I assume you're thinking of virtual methods where the actual implementation may be overridden by a derived type and the actual method picked based on the concrete type. But that has nothing to do with overloading as virtual methods occupy the same method table slot.
There is no "cost" at run time because the compiler determines which method to call at compile time. The IL that is generated specifically calls the method that takes the appropriate parameters.
Take this for example"
public class Calculator
{
public void Calculate(int value)
{
//Do Something
}
public void Calculate(decimal value)
{
//Do Something
}
public void Calculate(double value)
{
//Do Something
}
}
static void Main(string[] args)
{
int i = 0;
Calculator calculator = new Calculator();
calculator.Calculate(i);
}
The following call is made in IL to calculate the variable "i":
L_000b: callvirt instance void ConsoleApplication1.Calculator::Calculate(int32)
Notice that it specifies the method is of type int32 which is the same type as the variable passed in from the Main method.
So if there is a cost at all it's only at compile time. No worries.
As JaredPar noted below:
There is a misconception in your question. Overloaded methods in C# are
not called dynamically at runtime. All
method calls are bound statically at
compile time. Hence there is no
"searching" for a method at runtime,
it's predetermined at compile time
which overload will be called.
3 different methods are produced in IL based on the type. The only cost will be if you are casting from one type to another, but that cost won't be significant unless you have a large amount to do. So you could stick to Calculate(double) and cast from there.

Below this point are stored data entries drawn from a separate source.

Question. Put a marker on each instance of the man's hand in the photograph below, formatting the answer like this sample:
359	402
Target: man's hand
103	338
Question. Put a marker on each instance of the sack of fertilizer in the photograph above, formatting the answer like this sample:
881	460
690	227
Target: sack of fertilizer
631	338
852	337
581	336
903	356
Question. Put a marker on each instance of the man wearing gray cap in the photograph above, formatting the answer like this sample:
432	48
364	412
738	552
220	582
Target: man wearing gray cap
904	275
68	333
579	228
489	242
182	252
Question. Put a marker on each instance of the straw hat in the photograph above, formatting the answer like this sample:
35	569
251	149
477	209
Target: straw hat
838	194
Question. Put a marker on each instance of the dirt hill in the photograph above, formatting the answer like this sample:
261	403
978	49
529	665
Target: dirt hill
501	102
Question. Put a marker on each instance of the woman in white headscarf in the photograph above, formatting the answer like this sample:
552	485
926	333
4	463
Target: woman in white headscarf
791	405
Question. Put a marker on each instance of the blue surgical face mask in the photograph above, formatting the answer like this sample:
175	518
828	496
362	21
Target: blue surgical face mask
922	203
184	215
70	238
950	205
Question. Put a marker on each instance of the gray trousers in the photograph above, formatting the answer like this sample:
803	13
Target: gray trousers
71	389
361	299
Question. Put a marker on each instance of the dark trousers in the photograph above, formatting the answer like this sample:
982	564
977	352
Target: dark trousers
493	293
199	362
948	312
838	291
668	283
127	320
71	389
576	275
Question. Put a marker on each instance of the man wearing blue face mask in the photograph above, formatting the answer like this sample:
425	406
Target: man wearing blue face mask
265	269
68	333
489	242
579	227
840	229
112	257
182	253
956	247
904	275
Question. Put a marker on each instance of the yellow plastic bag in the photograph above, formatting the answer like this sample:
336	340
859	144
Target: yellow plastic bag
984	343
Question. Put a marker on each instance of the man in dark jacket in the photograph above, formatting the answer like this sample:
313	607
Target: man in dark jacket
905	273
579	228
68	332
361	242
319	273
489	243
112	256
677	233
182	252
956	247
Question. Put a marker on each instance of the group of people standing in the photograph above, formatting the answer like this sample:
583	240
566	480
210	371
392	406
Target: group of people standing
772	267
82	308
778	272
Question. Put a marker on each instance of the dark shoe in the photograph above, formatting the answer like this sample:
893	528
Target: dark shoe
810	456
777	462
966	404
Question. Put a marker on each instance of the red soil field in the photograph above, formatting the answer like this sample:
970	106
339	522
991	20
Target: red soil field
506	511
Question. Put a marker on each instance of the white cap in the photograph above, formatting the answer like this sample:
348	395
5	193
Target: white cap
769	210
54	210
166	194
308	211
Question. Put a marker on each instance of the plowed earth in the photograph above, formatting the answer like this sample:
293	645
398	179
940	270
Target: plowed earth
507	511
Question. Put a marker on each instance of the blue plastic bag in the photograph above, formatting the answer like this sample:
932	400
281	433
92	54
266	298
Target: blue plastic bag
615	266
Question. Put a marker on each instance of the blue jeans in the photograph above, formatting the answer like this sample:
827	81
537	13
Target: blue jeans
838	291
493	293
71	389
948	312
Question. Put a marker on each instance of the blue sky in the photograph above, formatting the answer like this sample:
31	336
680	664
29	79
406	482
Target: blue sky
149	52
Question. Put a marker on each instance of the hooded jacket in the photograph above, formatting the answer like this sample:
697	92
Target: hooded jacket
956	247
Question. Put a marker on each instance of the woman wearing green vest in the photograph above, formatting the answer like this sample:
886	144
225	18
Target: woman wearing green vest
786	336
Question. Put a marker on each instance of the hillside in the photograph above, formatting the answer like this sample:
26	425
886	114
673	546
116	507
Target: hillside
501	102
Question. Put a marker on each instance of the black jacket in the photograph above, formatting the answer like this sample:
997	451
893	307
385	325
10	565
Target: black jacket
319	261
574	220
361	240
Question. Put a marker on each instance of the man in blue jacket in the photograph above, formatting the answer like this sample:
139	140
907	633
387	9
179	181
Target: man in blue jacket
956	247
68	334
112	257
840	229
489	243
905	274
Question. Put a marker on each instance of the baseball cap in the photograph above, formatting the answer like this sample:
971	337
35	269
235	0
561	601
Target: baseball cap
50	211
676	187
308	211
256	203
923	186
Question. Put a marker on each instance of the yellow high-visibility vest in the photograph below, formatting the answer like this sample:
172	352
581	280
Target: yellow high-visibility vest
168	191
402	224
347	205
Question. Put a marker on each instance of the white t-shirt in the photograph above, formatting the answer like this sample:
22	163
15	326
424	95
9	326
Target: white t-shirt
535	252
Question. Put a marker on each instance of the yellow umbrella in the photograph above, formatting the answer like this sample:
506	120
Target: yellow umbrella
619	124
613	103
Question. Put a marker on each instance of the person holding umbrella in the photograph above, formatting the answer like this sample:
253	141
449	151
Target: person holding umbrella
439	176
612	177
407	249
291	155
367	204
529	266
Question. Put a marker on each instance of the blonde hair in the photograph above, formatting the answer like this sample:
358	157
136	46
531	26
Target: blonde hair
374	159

There is a misconception in your question. Overloaded methods in C# are not called dynamically at runtime. All method calls are bound statically at compile time. Hence there is no "searching" for a method at runtime, it's predetermined at compile time which overload will be called.
Note: This changes a bit with C# 4.0 and dynamic. With a dynamic object it is possible that an overload will be chosen at runtime based on the type of the object. This is not the case with C# 3.0 and below though.